Pigment identification and mapping gives us insight into an artists' material use, allows us to measure slow chemical changes in painted surfaces, and allows us to detect anachronistic uses of materials that can be associated with either forgeries or past restorations. Earlier work has demonstrated the potential of a dictionary-based reflectance approach for pigment classification. This technique identifies pigments by searching for the pigment combinations that best reproduce the measured reflectance curve. The prospect of pigment classification through modeling is attractive because it can be extended to a layered medium -- potentially opening a route to a depth-resolved pigment classification method. In this work, we investigate a layered pigment classification technique with a fused deep learning and optimization-based Kubelka-Munk framework. First, we discuss the efficacy of the algorithm in a thick, single-layer system.
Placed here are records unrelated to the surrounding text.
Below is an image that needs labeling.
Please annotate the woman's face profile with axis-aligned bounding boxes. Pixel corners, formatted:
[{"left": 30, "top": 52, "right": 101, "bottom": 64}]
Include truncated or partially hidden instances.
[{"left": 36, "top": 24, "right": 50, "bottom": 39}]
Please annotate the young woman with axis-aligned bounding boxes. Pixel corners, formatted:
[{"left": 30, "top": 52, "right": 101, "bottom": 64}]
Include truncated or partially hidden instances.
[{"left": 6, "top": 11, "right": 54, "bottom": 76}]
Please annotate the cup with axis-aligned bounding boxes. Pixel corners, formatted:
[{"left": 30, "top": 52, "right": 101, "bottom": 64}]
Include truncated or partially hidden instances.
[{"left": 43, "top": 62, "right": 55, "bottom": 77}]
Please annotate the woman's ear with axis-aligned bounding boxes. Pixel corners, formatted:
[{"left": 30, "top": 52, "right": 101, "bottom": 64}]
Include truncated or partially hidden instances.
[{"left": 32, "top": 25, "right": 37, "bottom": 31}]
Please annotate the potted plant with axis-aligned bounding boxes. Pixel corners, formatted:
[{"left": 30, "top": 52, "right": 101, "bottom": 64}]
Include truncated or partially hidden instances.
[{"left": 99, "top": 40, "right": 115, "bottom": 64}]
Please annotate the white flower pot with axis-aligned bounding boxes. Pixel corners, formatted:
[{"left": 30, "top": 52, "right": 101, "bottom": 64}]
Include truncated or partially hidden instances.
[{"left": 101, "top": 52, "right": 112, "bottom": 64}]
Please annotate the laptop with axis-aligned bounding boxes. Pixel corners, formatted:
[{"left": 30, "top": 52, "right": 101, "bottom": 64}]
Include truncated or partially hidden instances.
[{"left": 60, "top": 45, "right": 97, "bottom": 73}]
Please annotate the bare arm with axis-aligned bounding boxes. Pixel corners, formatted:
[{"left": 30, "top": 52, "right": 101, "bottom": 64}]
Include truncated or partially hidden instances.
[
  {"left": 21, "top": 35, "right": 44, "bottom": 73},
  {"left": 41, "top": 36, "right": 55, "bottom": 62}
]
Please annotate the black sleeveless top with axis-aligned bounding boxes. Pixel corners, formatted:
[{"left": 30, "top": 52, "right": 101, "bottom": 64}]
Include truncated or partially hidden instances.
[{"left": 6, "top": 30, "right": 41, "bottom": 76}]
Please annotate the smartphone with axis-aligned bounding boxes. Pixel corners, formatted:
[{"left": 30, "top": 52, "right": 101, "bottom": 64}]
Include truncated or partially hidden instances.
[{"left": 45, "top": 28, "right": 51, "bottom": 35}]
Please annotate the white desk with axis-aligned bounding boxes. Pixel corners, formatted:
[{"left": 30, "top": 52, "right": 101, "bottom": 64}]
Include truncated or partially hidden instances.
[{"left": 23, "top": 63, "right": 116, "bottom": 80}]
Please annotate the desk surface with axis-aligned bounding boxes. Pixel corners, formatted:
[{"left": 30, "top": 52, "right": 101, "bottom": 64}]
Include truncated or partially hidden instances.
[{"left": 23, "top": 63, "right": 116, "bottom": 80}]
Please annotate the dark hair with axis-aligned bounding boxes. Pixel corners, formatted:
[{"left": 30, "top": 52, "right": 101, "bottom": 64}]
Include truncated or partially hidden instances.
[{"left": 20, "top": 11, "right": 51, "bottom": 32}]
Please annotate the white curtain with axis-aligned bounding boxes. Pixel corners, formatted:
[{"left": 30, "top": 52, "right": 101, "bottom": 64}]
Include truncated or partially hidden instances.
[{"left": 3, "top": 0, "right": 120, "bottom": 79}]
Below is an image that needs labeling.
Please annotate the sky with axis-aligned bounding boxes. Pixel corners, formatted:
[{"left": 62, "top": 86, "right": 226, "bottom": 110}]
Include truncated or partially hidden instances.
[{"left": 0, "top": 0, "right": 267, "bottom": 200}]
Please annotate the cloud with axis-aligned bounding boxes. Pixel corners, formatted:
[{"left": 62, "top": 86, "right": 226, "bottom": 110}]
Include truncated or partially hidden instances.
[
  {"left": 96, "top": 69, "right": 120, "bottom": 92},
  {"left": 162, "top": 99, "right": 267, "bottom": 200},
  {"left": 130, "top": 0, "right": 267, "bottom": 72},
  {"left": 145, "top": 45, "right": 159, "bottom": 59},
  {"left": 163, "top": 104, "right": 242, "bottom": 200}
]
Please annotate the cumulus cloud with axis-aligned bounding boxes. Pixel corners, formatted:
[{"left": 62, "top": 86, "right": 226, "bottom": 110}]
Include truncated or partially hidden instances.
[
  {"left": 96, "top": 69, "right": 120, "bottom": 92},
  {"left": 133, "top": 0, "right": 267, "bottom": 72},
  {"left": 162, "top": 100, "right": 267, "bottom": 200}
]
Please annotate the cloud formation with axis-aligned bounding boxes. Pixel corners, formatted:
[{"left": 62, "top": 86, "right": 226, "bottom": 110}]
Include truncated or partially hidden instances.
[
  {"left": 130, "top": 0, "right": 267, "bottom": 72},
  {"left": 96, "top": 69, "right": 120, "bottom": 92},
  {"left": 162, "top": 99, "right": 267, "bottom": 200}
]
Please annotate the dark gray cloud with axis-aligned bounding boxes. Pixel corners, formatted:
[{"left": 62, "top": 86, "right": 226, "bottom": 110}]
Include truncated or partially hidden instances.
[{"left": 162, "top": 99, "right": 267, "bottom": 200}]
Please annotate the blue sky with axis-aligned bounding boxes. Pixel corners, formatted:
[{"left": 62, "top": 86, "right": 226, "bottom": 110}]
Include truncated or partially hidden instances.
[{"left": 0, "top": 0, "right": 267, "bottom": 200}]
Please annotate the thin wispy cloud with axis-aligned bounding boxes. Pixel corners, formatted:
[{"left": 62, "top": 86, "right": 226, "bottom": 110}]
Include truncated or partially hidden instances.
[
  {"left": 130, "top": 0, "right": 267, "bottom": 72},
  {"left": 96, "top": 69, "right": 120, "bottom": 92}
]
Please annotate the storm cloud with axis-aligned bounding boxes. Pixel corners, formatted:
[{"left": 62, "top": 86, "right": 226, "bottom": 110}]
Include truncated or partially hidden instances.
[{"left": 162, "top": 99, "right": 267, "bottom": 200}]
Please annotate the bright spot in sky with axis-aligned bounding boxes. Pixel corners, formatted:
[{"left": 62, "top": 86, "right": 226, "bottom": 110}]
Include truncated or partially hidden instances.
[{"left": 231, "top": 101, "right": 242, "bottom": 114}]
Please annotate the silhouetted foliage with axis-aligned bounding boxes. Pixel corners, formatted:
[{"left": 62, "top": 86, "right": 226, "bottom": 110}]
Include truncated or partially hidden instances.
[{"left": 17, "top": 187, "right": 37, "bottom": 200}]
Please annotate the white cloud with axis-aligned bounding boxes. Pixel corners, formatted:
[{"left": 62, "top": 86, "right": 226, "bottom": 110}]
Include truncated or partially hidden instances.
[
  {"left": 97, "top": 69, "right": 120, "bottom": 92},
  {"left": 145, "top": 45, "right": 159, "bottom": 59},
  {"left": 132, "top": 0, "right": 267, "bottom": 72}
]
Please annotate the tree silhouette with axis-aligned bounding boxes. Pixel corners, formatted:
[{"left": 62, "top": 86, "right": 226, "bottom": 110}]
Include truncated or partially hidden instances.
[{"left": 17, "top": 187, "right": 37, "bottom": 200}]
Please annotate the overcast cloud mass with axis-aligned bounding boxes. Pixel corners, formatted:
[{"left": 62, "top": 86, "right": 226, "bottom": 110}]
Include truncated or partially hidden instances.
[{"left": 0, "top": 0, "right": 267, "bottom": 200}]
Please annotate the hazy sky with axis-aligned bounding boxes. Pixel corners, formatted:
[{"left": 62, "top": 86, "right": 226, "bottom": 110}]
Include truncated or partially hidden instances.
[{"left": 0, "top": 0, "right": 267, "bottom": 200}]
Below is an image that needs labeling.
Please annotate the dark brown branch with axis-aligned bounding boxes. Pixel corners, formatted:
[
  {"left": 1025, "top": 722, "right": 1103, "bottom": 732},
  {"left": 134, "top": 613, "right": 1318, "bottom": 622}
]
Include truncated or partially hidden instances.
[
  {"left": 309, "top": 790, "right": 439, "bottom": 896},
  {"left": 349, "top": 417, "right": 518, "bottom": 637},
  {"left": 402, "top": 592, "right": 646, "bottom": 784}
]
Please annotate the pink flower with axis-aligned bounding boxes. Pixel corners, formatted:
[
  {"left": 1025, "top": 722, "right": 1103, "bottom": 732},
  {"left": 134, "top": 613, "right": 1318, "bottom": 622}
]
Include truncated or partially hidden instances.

Specifically, we consider the impacts of layer thickness, total pigment concentration, and spectrally similar pigment combinations. Following a thorough discussion of the single layer problem, the system is generalized to multiple layers. Finally, as a concrete example, we use the two-layered system to demonstrate both the impacts of layer thickness and dictionary content on paint localization within the painting. Results of the algorithm are then shown for mock-up paintings for which the ground truth is known.
层状介质中基于反射率的颜料分类研究(会议报告)
颜料鉴定和绘图使我们能够洞察艺术家的材料使用,使我们能够测量绘画表面缓慢的化学变化,并使我们能够检测与伪造或过去修复相关的材料的不合时宜的使用。早期的工作已经证明了基于字典的颜料分类反射率方法的潜力。该技术通过寻找最能再现所测反射率曲线的颜料组合来识别颜料。通过建模进行颜料分类的前景是有吸引力的,因为它可以扩展到分层介质-潜在地为深度分辨颜料分类方法开辟了一条道路。在这项工作中,我们研究了一种融合深度学习和基于优化的Kubelka-Munk框架的分层色素分类技术。首先,我们讨论了该算法在厚的单层系统中的有效性。具体来说,我们考虑了层厚度、总颜料浓度和光谱相似的颜料组合的影响。在对单层问题进行深入讨论后,将系统推广到多层。最后,作为一个具体的例子,我们使用双层系统来演示层厚度和字典内容对绘画中油漆定位的影响。然后,算法的结果会显示在已知真实情况的实物模型上。
本文章由计算机程序翻译,如有差异,请以英文原文为准。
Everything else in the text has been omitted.